Sunday, December 16, 2012

Kokeshi Orai こけし往来

The cover of the December 2012 Kokeshi Orai.
I have hinted in this blog that there are different levels of kokeshi enthusiasm among collectors. For instance, Naoko and I enjoy the adventure of travelling to find kokeshis and their makers just as much as we enjoy having a bunch of kokeshis in the house. In fact, awareness of the connection between a kokeshi and its artisan is probably the most pleasurable aspect of this delightful endeavor of ours.

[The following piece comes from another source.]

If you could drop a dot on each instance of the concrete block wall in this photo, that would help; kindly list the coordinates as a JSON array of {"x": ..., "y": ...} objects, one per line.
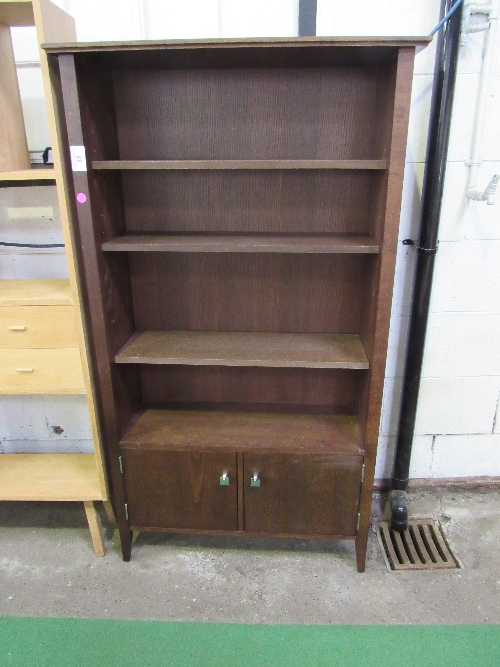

Now, there are probably some people out there who are less serious about kokeshis than us, but I can say for certain that there are also many who are infinitely more serious. For these enthusiasts kokeshis aren't displayed because they are cute, or colorful, they are likely not used as Christmas tree decorations, and they are certainly not playthings for young girls (guilty!). No, for this particular group of collectors kokeshis are art objects with important histories and often high monetary value. Until recently I was vaguely aware of this level of interest among my fellow enthusiasts, but it really came to my attention a few months ago when Naoko bought a copy of the periodic booklet Kokeshi Orai こけし往来, a guide of antique and valuable kokeshis produced by a used bookstore and antique kokeshi shop located in the Kanda area of Tokyo (the location where Naoko and I were interviewed for the NHK program a few months ago). The booklet is in color and each issue has some articles and other information, making it part of the kokeshi literature. And I love that the picture on the front is an actual photograph that's been hand cut and glued on making Kokeshi Orai a semi-handcrafted work. It is also a de facto price guide since the point of the booklet is to sell high-value kokeshis at set prices. And believe me, while many kokeshis are available for $25 or $30, some of them are really expensive. Kokeshis priced at $200 or $300 are fairly common, and there are ones selling for about $1,200 (100,000 yen). I presume they're priced at that level because someone is willing to pay that much, so again, that would make Kokeshi Orai a kind of price guide. Japanese collectors probably already know all about this world of valuable kokeshis, but I would guess that overseas enthusiasts have no idea. Well, now you know! Oh yes, Naoko has successfully purchased a couple of nice, reasonably priced pieces from Kokeshi Orai, so it's definitely a good source of used kokeshis for collectors of all levels and interests.
A page from the December 2012 Kokeshi Orai. The colorful one in the center is priced at 100,000 yen, or about $1,200. The one on the left is 40,000 yen or about $500, and the one on the right is 20,000, or about $250.
Not all of the kokeshis are outrageously expensive. In fact many are priced very nicely as you can see on these pages.